- Born: Sybil Mary Joan Lynam 16 April 1914 Dublin, Ireland
- Died: 4 November 1998 (aged 84) St Columcille's Hospital, Loughlinstown, County Dublin

= Shevawn Lynam =

Irish novelist and journalist (1914–1998)

Shevawn Lynam (born Dublin, 16 April 1914 - 4 November 1998) was an Irish novelist and journalist. She was the Spanish-language specialist with the BBC and Ministry of Information during World War II.

== Early life ==
Shevawn Lynam was the pen name of Joan Lynam (Shevawn is the anglicisation of 'Siobhan', the Gaelic version of 'Joan').

She was born Sybil Mary Joan Lynam in Dublin, Ireland on 16 April 1914. Her parents were Charles, engineer, and Margaret "Mai" Lynam (née Moran), both from Galway. She had one brother, Robert. When her parents separated, custody of the children was awarded to their father. Lynam moved around a lot as a child, living with her paternal grandmother, Agnes Lynam, in Connemara, County Galway, and later in France. She lived in Spain in her early twenties, probably working as a governess. She suffered from tuberculosis and was sent to a sanatorium in Switzerland for two years.

== Career ==
As a journalist, she covered the Spanish Civil War for The Irish Times. She worked as a secretary for various prominent artists and writers, including Alfred Hitchcock and John Betjeman. In the late 1940s, she wrote and hosted her own radio programme, called 'Hither and Yon', for the Irish national broadcaster Radio Éireann. She lived in Paris for ten years, working as the editor of the NATO Newsletter international affairs. Lynam also worked for the Marshall Plan and UNESCO. In 1963, she returned to Ireland to be the editorial publicity officer at the Irish Tourist Board until 1971.

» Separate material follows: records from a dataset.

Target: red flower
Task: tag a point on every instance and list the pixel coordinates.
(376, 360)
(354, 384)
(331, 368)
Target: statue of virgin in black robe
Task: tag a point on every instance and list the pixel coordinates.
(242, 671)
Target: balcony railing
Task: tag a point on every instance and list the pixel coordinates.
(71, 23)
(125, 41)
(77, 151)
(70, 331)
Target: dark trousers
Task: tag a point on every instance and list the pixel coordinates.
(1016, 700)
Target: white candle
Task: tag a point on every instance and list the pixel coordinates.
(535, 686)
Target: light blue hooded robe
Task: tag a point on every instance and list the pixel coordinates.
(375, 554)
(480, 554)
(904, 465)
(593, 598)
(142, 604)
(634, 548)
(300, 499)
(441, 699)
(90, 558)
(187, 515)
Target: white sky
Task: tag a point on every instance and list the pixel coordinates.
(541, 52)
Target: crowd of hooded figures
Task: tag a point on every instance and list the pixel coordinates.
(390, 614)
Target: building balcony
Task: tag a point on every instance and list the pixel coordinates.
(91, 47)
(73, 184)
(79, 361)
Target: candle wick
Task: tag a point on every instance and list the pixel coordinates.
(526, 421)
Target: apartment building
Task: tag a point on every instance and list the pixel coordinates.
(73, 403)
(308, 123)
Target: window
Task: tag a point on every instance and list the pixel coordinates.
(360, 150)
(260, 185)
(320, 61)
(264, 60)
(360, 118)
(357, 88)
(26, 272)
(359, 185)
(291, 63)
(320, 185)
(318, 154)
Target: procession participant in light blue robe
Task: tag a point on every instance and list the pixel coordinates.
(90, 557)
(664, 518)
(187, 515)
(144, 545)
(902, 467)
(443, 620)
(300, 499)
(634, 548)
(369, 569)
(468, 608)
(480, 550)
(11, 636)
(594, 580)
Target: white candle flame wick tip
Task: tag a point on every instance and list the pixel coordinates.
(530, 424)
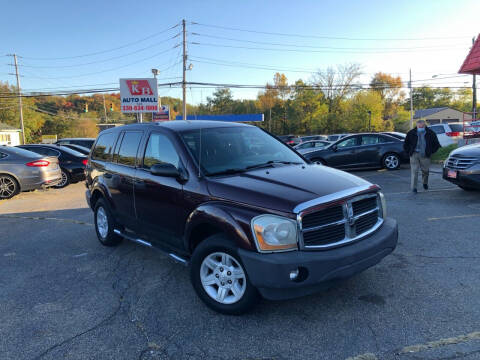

She published an acclaimed biography of the eighteenth-century pioneer of animal rights Richard Martin, nicknamed the 'King of Connemara'. Her best-known work is her novel The Spirit and the Clay, a choral story which follows the lives of several Basque men and women working in the underground resistance against the Franco dictatorship, in the Basque Country. The novel is based on real-life stories retold to Lynam by a Basque priest in exile. It was translated to several languages. It was published in French as The Tree of Guernica.

==Death==
She died in St Columcille's Hospital, Loughlinstown, County Dublin on 4 November 1998, and is buried at Shanganagh cemetery.